Les rumeurs de rachat du groupe franco-britannique Sema duraient depuis quelques jours. Convoité par plusieurs prétendants, dont le français Cap Gemini, Sema a vu le cours de son titre s'effondrer à la fin de novembre, en raison de rumeurs de transactions douteuses de l'un de ses dirigeants, mais également d'avertissement concernant ses bénéfices. Le titre a perdu plus de 50% de sa valeur depuis début septembre, bien qu'il se soit repris début février, porté notamment par des rumeurs de rachat. C'est finalement l'américain Schlumberger, numéro deux mondial des services pétroliers derrière Halliburton, qui a remporté le trophée.

La victoire a été annoncée lundi après-midi lors d'une conférence de presse téléphonique à New York. Mais, sur le marché, l'ambiance était tout autre. Le cours du titre Schlumberger plongeait une nouvelle fois de 11,2% en cours de séance à 70,3 dollars. Certains analystes émettent des doutes quant à la valeur de la transaction: «Cette diversification en dehors du métier de base de Schlumberger n'est pas très bien perçue», remarque Pierre-Yves Brack, analyste à la Banque Rothschild. Le titre de Sema, en revanche, affichait un bond de 16,3% à 552,5 pence. Le groupe appartient à hauteur de 17% à France Télécom et de 5% à BNP Paribas.

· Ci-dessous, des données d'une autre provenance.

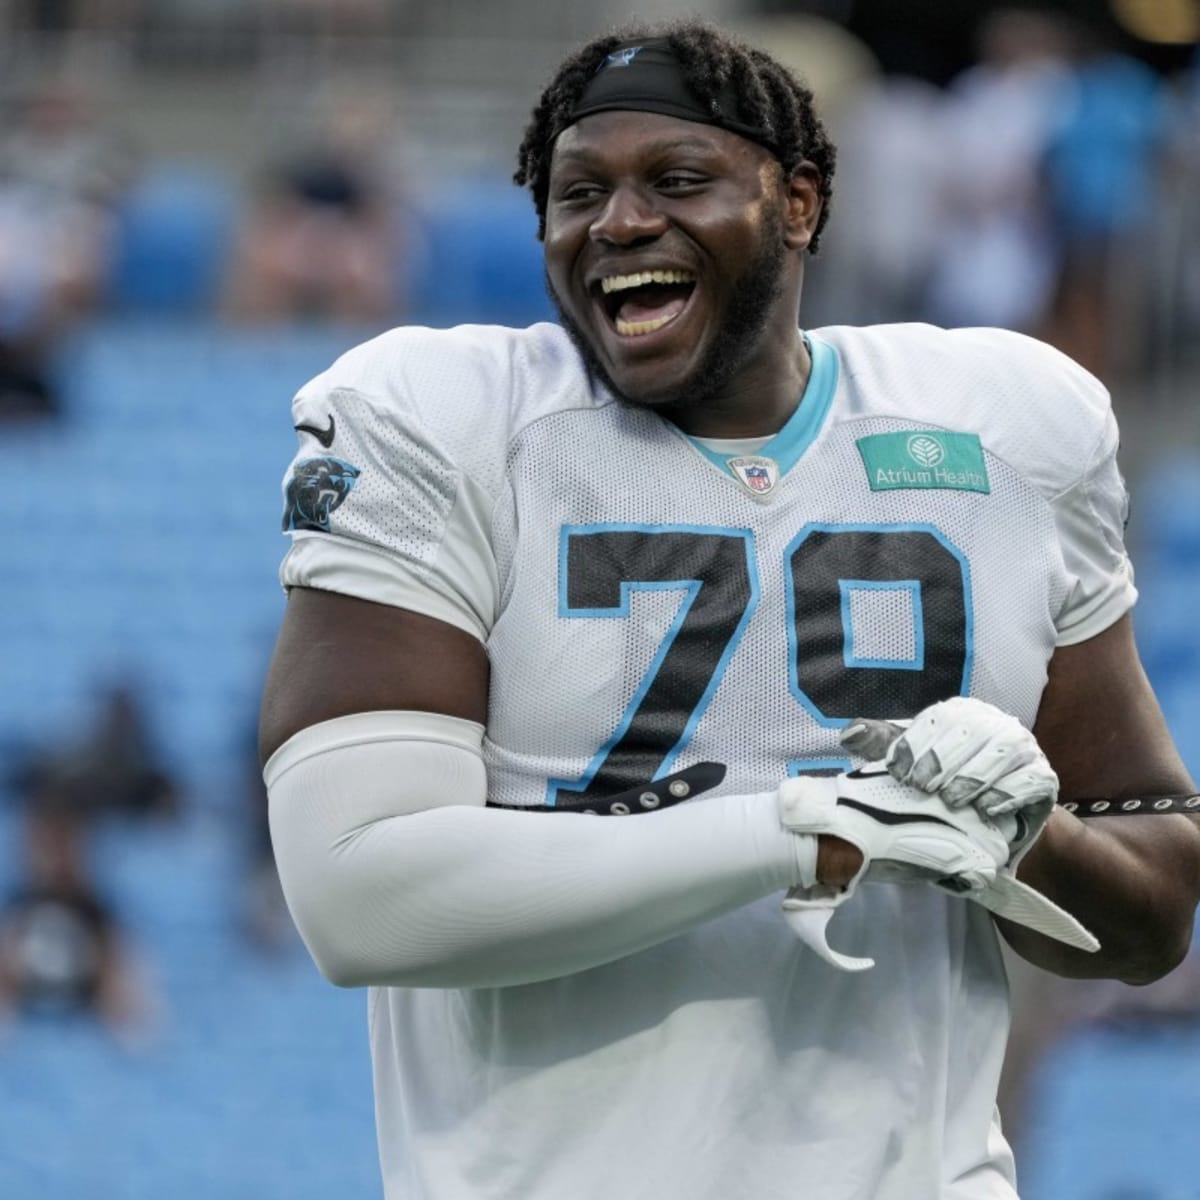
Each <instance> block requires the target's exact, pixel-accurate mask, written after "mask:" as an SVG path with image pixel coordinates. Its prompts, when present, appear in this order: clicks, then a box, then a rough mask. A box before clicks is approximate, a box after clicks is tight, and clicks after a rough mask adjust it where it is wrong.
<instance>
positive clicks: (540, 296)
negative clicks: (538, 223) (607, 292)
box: [406, 179, 554, 326]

Procédure de diversification

Le géant américain négociait depuis plusieurs semaines un financement de quelque 3 milliards de dollars, selon des sources bancaires. Il s'est dit prêt à débourser 5,7 milliards d'euros (8,75 milliards de francs) pour ramener Sema dans son giron et renforcer ainsi son pôle informatique. Une offre de 560 pence (13,40 francs) par action pour le groupe franco-britannique coté à Londres, qui représente une prime de 42% sur son prix de clôture du 2 février 2000. C'est en effet au lendemain de cette date que Sema a annoncé être l'objet d'une reprise éventuelle.

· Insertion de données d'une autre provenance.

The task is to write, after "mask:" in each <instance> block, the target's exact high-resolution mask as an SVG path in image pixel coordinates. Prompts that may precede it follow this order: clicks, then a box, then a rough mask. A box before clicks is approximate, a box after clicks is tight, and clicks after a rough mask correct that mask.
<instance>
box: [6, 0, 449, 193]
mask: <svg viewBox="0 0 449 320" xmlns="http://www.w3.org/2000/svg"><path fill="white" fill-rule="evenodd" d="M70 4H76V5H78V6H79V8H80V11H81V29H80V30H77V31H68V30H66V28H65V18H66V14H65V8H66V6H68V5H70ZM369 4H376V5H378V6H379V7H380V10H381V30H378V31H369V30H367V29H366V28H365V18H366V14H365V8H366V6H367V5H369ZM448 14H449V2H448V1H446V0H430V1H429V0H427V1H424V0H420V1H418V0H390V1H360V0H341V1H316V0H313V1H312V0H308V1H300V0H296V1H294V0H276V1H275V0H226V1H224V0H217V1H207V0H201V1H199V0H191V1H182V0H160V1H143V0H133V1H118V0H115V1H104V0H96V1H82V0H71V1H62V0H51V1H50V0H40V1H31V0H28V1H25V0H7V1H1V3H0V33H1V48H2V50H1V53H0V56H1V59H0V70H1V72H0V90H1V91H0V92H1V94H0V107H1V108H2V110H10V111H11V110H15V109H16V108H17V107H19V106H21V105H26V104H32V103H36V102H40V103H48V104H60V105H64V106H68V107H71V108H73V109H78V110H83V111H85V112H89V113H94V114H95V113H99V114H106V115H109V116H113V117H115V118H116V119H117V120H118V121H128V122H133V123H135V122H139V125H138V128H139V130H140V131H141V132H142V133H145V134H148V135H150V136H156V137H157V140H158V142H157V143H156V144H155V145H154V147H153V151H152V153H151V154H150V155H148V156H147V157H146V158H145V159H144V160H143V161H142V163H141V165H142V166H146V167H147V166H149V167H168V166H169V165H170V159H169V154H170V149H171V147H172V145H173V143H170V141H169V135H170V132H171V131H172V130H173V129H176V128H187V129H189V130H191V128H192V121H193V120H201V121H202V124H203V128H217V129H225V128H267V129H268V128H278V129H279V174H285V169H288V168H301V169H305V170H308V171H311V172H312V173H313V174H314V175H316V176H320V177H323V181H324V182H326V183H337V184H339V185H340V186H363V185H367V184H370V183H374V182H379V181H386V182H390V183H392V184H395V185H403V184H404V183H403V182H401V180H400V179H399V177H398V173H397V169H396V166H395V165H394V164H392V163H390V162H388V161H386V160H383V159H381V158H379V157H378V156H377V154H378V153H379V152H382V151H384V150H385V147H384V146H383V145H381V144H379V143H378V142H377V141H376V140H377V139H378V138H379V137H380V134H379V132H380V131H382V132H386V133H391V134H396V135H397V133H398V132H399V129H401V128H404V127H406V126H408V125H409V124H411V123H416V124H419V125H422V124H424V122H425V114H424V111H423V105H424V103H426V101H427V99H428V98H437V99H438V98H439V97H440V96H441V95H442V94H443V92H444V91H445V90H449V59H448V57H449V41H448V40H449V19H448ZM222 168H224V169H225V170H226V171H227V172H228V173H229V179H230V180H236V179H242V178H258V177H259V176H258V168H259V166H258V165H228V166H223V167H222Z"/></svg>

«Il est de plus en plus clair que les gagnants de l'ère Internet seront des groupes qui possèdent d'excellents produits et parts de marché, et qui seront capables d'améliorer la marche de leurs affaires avec de nouvelles technologies», a déclaré Euan Baird, président du groupe. Selon des observateurs du marché, Schlumberger dérive 73% de ses revenus annuels (9,6 milliards de dollars) de ses activités de forage. Le groupe s'est diversifié au cours des cinq dernières années dans le conseil informatique et autres activités technologiques, qu'il considère moins vulnérables au ralentissement économique que les activités pétrolières.